Concerning approximability cf. also [[Residually-finite group|Residually-finite group]].
 
Concerning approximability cf. also [[Residually-finite group|Residually-finite group]].

Latest revision as of 16:51, 30 December 2018

A group having a normal series

$$G=A_1\supseteq A_2\supseteq\dots\supseteq A_{k+1}=\{1\}$$

such that every quotient $A_i/A_{i+1}$ lies in the centre of $G/A_{i+1}$ (a so-called central series). The length of a shortest central series of a nilpotent group is called its class (or degree of nilpotency). In any nilpotent group the lower (and upper) central series (see Subgroup series) breaks off at the trivial subgroup (the group itself), and their lengths are equal to the nilpotency class of the group.

The finite nilpotent groups are exhausted by direct products of $p$-groups, that is, groups of orders $p^k$, where $p$ is a prime number. In any nilpotent group the elements of finite order form a subgroup, the quotient group by which is torsion free. The finitely-generated torsion-free nilpotent groups are exhausted by the groups of integral triangular matrices with 1's along the main diagonal, and their subgroups. Every finitely-generated torsion-free nilpotent group can be approximated by a finite $p$-group for every prime $p$. Finitely-generated nilpotent groups are polycyclic groups (cf. Polycyclic group) and, moreover, have a central series with cyclic factors.

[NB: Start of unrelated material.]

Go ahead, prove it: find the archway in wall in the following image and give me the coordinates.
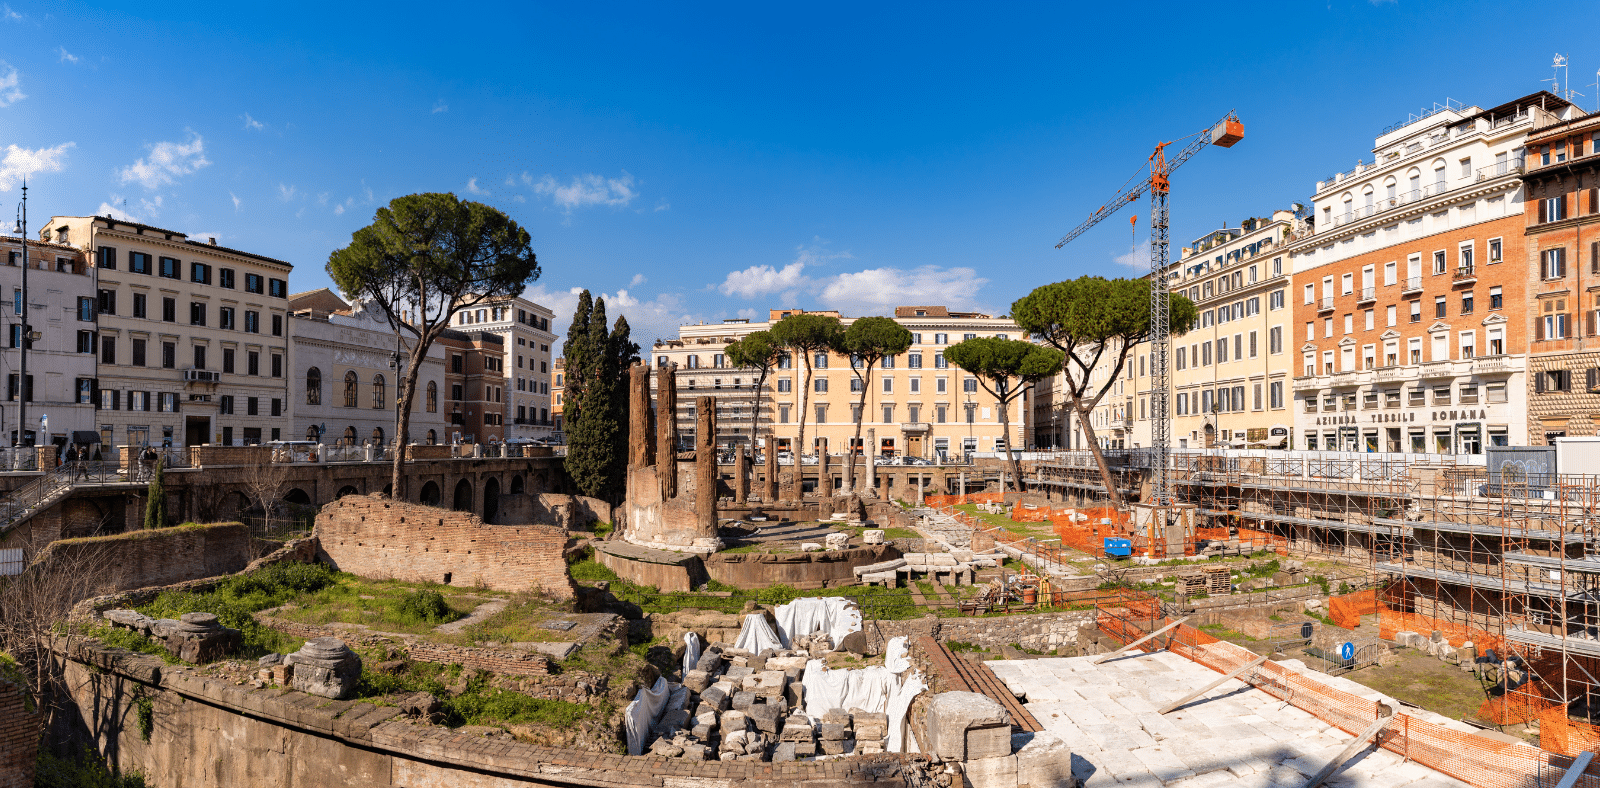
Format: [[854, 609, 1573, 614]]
[[284, 488, 311, 506], [510, 474, 525, 494], [483, 477, 500, 522], [383, 483, 393, 498], [336, 485, 360, 499], [419, 481, 441, 506], [453, 479, 473, 512]]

All nilpotent groups of class at most $c$ form a variety (see Variety of groups), defined by the identity

$$[[\dots[[x_1,x_2]x_3],\dots]x_{c+1}]=1.$$

The free groups of this variety are called free nilpotent groups. Concerning completions of torsion-free nilpotent groups see Locally nilpotent group.

References

[1] A.G. Kurosh, "The theory of groups" , 1–2 , Chelsea (1955–1956) (Translated from Russian)
[2] M.I. Kargapolov, J.I. [Yu.I. Merzlyakov] Merzljakov, "Fundamentals of the theory of groups" , Springer (1979) (Translated from Russian)


Comments

Let $G$ be a group and $R$ some relation (or, more generally, a predicate) that can hold between elements of groups and/or between sets of elements of groups. For instance, $R$ could be the relation of equality, the relation "the element g belongs to the subgroup H" , or the relation of conjugacy between subsets of a group. Let $\mathcal C$ be a class of groups. Then one says that the group $G$ is approximable by the groups from $\mathcal C$ with respect to the relation $R$ if whenever the relation $R$ does not hold in $G$ (between elements, subsets, or between an element and a subset), then there is a homomorphism from $G$ into a group from $\mathcal C$ such that the relation $R$ also does not hold between the images under this homomorphism. I.e. the homomorphisms $G\to C$, $C\in\mathcal C$, suffice to detect whether elements (subsets) are $R$-different.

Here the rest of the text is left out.